April 28, 2019

filmsgraded.com:
The Hudsucker Proxy (1994)
Grade: 64/100

Director: Coen Brothers
Stars: Tim Robbins, Paul Newman, Jennifer Jason Leigh

What it's about. Set in late 1958 in New York City. A big corporation named Hudsucker is raking in the dough, but that doesn't stop its President, Charles Durning, from jumping out the 44th (or is it the 45th?) floor to become sidewalk splatter.

Now what? Durning's big block of company stock is to be sold to the public, wresting control away from its board of directors, led by Paul Newman. Newman hatches a scheme to suppress the stock price by making greenhorn dimwit Tim Robbins the new President. Newman and company can then buy up the stock cheap, keep control, and make a killing.

But, because it is a movie, Robbins turns out to be more capable than anticipated. His hula hoop idea is a great success. Meanwhile, he is seduced by Jennifer Jason Leigh, a newspaper reporter working undercover to get the scoop on Robbins. Also because it is a movie, Leigh falls for Robbins, since he is a swell guy and all that.

How others will see it. The Coen Brothers were critical darlings by 1994, and expected The Hudsucker Proxy to be greeted primarily as a triumph. Instead, it sunk like a lead sinker. The film, which cost 30M to make, had a domestic gross of under 3M. The movie was also ignored by the three titans of the festival circuit: the Oscars, Golden Globes, and BAFTA.

Even today, the movie has only a 56% positive slate at Rotten Tomatoes. Well, not every Coen effort will have the reception of Fargo. The good news for The Hudsucker Proxy is that it has a respectable 73K user votes at imdb.com, and the user rating of 7.3 out of 10 is fairly high. And the user reviews are generally positive, e.g. "gets better with each subsequent viewing." One viewer asks, "did the title kill this movie?" And it does seem that the hula hoop was more aptly named than The Hudsucker Proxy.

How I felt about it. Like many Coen Brothers efforts, The Hudsucker Proxy is a whimsical and eccentric comedy. The moral, such as it is, is that all the conniving of Paul Newman leads to his ruin, while the good guy Tim Robbins wins because of (and not despite) his naiveté.

The Coen Brothers consider this a joke because, generally speaking, the naive are losers and the manipulators are winners. There are exceptions, such as Justin Bieber, but in the vast majority of cases, the cunning win and the sheep are fleeced.
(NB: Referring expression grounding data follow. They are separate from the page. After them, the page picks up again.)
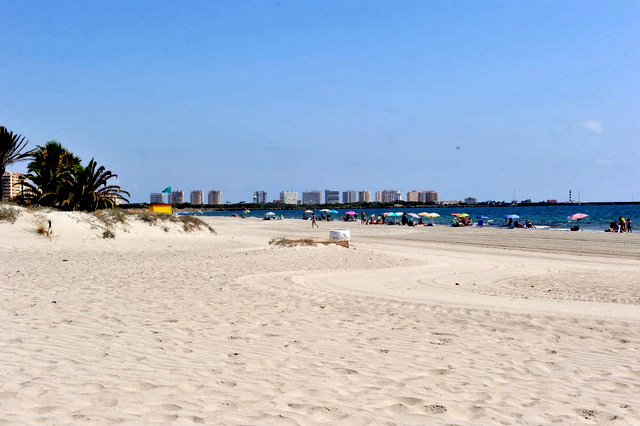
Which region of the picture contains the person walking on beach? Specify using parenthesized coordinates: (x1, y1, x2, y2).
(311, 213, 318, 228)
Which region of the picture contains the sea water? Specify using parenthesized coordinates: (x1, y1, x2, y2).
(200, 204, 639, 232)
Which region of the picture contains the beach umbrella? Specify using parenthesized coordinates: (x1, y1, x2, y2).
(320, 209, 330, 212)
(329, 210, 339, 214)
(387, 213, 402, 217)
(418, 212, 431, 217)
(451, 213, 462, 217)
(504, 214, 519, 219)
(424, 213, 440, 218)
(407, 213, 420, 218)
(475, 215, 489, 220)
(265, 212, 276, 216)
(304, 210, 313, 214)
(458, 213, 469, 217)
(345, 211, 357, 215)
(568, 213, 588, 220)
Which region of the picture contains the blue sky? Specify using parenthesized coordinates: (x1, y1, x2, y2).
(2, 1, 639, 203)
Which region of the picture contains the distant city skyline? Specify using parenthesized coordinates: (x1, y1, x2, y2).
(144, 185, 598, 205)
(3, 2, 638, 203)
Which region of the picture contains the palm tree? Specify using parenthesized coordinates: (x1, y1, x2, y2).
(20, 141, 81, 207)
(0, 126, 33, 177)
(65, 158, 130, 211)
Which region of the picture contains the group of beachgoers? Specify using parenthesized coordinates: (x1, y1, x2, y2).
(506, 218, 536, 229)
(606, 217, 632, 233)
(306, 211, 435, 227)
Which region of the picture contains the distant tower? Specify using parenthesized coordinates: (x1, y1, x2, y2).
(569, 189, 572, 202)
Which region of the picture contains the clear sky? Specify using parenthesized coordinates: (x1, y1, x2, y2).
(2, 1, 639, 203)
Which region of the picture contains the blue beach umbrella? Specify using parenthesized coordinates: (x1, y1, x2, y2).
(504, 214, 519, 219)
(329, 210, 339, 214)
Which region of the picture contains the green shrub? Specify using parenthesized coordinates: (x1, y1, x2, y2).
(0, 205, 20, 223)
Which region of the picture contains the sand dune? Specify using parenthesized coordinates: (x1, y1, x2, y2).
(1, 209, 639, 424)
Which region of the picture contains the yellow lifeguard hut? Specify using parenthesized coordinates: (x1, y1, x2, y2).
(149, 204, 172, 214)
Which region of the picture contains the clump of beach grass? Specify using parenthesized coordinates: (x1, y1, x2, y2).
(179, 215, 216, 234)
(134, 212, 215, 234)
(95, 208, 128, 227)
(0, 205, 20, 223)
(32, 214, 51, 238)
(269, 237, 317, 247)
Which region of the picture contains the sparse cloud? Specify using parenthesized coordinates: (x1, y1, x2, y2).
(582, 120, 603, 134)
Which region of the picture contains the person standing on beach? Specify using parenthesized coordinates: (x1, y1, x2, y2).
(619, 217, 626, 233)
(311, 213, 318, 228)
(627, 218, 632, 233)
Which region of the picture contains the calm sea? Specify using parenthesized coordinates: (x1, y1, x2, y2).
(198, 204, 638, 232)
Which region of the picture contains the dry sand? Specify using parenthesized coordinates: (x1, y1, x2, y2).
(1, 208, 639, 425)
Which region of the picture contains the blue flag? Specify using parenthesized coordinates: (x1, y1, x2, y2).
(162, 187, 171, 194)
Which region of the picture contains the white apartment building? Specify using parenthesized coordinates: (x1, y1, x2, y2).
(150, 193, 164, 204)
(342, 190, 356, 203)
(170, 190, 184, 204)
(208, 190, 222, 205)
(190, 190, 204, 205)
(302, 191, 322, 204)
(376, 190, 402, 203)
(279, 191, 298, 205)
(1, 171, 23, 201)
(358, 190, 372, 203)
(324, 190, 340, 204)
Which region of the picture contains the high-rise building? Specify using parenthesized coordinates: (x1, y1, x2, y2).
(406, 190, 419, 202)
(302, 191, 322, 205)
(190, 190, 204, 205)
(1, 171, 23, 201)
(418, 190, 438, 203)
(324, 190, 340, 204)
(280, 191, 298, 205)
(342, 190, 356, 203)
(170, 190, 184, 204)
(208, 190, 222, 205)
(253, 191, 267, 204)
(150, 193, 164, 204)
(377, 190, 402, 203)
(464, 197, 477, 204)
(358, 190, 372, 203)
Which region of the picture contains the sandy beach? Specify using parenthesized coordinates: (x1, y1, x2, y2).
(1, 209, 639, 425)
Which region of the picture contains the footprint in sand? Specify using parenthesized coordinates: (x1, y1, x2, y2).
(577, 409, 600, 421)
(426, 369, 451, 376)
(424, 404, 447, 414)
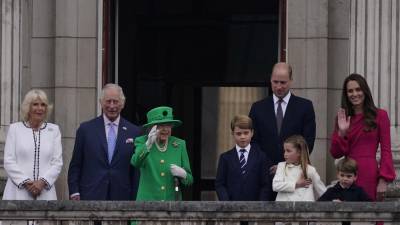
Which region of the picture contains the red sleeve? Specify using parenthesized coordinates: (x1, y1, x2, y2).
(377, 109, 396, 182)
(330, 127, 350, 158)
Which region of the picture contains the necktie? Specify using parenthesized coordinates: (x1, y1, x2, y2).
(239, 149, 247, 175)
(107, 123, 117, 163)
(276, 98, 284, 134)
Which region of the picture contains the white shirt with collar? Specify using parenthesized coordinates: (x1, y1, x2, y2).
(235, 144, 251, 162)
(273, 91, 291, 117)
(103, 114, 120, 139)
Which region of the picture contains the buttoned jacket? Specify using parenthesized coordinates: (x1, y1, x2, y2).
(273, 162, 326, 201)
(249, 95, 316, 165)
(131, 135, 193, 201)
(215, 145, 272, 201)
(3, 122, 63, 200)
(68, 116, 141, 200)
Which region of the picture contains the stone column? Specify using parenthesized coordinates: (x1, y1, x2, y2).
(287, 0, 329, 181)
(20, 0, 101, 199)
(349, 0, 400, 198)
(53, 0, 100, 199)
(326, 0, 351, 182)
(0, 0, 23, 192)
(216, 87, 266, 152)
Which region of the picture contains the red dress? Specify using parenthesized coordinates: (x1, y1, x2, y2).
(330, 109, 396, 200)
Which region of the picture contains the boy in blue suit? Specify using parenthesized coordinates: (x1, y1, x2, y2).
(215, 115, 272, 201)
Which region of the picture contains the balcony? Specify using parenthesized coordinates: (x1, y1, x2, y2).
(0, 201, 399, 224)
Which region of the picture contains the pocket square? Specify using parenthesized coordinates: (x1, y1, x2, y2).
(126, 138, 134, 144)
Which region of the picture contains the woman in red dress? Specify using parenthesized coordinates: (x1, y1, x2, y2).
(330, 73, 396, 201)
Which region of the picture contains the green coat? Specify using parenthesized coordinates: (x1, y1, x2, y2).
(131, 135, 193, 201)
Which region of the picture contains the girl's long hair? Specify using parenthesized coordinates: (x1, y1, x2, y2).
(284, 135, 311, 179)
(341, 73, 377, 131)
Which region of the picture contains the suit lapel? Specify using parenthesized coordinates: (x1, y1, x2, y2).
(228, 148, 241, 175)
(240, 147, 257, 180)
(245, 147, 256, 175)
(280, 95, 296, 136)
(266, 97, 280, 137)
(95, 116, 109, 163)
(111, 118, 127, 164)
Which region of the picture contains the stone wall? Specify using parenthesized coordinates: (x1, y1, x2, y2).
(0, 0, 101, 199)
(287, 0, 400, 193)
(348, 0, 400, 196)
(0, 0, 400, 200)
(0, 201, 398, 223)
(0, 0, 27, 193)
(287, 0, 329, 181)
(52, 0, 100, 199)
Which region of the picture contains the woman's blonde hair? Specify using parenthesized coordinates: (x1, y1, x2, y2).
(284, 135, 311, 179)
(20, 89, 53, 122)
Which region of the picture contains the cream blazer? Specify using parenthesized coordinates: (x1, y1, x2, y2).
(273, 161, 326, 201)
(3, 122, 63, 200)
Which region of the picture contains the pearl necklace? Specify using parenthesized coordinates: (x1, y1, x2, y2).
(155, 140, 168, 152)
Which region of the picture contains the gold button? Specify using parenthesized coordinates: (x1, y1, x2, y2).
(160, 159, 165, 164)
(161, 172, 165, 176)
(161, 186, 165, 190)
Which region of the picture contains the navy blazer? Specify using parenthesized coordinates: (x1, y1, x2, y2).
(215, 145, 272, 201)
(318, 182, 371, 202)
(249, 94, 316, 165)
(68, 116, 141, 200)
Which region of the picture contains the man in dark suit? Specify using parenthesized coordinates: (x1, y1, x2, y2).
(68, 83, 141, 200)
(249, 62, 316, 199)
(215, 115, 271, 201)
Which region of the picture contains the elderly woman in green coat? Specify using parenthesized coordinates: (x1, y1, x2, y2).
(131, 106, 193, 201)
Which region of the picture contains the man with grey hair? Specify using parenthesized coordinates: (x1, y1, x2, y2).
(68, 83, 141, 200)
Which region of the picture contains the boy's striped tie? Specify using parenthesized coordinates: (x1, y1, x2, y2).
(239, 149, 247, 175)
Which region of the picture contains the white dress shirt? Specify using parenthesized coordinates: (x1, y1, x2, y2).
(273, 91, 291, 117)
(103, 114, 120, 139)
(235, 144, 251, 162)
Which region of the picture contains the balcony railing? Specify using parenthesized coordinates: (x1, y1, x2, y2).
(0, 201, 399, 224)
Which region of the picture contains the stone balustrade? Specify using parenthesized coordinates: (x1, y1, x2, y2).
(0, 201, 399, 224)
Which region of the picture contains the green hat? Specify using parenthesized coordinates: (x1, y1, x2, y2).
(143, 106, 182, 128)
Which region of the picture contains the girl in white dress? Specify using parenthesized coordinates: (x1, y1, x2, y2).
(273, 135, 326, 225)
(273, 135, 326, 201)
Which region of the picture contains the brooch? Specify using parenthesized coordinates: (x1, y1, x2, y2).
(126, 138, 134, 144)
(172, 141, 179, 148)
(122, 126, 127, 130)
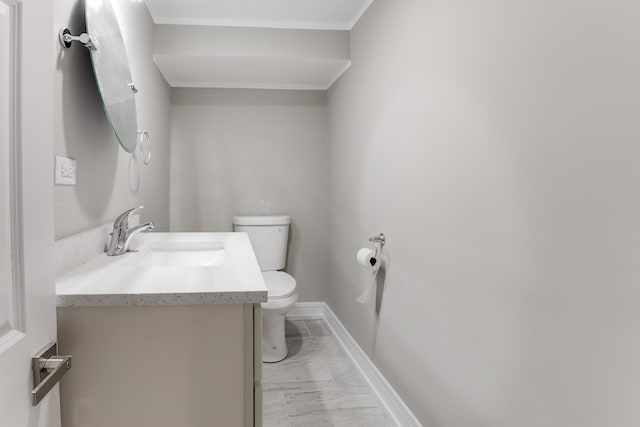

Thus, the moral isn't a moral, but merely a happy ending intended to please audiences. That also explains why Jennifer Jason Leigh falls in love with Robbins. There is no emotional reason why she would, but it fulfills viewer expectations: the young lead must have a beautiful love interest, and Leigh is practically the only female character that delivers lines.

So, the ending is unashamedly contrived, but that is okay because it is a comedy. Robbins is like Inspector Clouseau, whose very incompetence often saves him. He is saved not only by Bill Cobbs/God in the clock tower, and by an angel in the form of Charles Durning, but because Robbins so stupid that he fails to deliver the Blue Letter to Paul Newman. Which would have, of course, caused Newman to promote himself to President and thus attain at once what he spends the entire film scheming to obtain, majority control of Hudsucker stock.

What are we to make of Robbins character? Is the Boy Wonder a dufus or not? He is a dufus with powerful friends. He does invent both the hula hoop and the frisbee, but only because the plot has him do so.

Since the moral is a transparent joke, and the characters are caricatures, the entertainment value in the movie comes from its retro setting: men's hats, ticker tape machines, elevator operators, etc. The Coen Brothers conclude, as with Barton Fink, Miller's Crossing, The Ballad of Buster Scruggs, O Brother, Where Art Thou? etc. that satire is best served in the American past, where mythology can account for the exaggerations.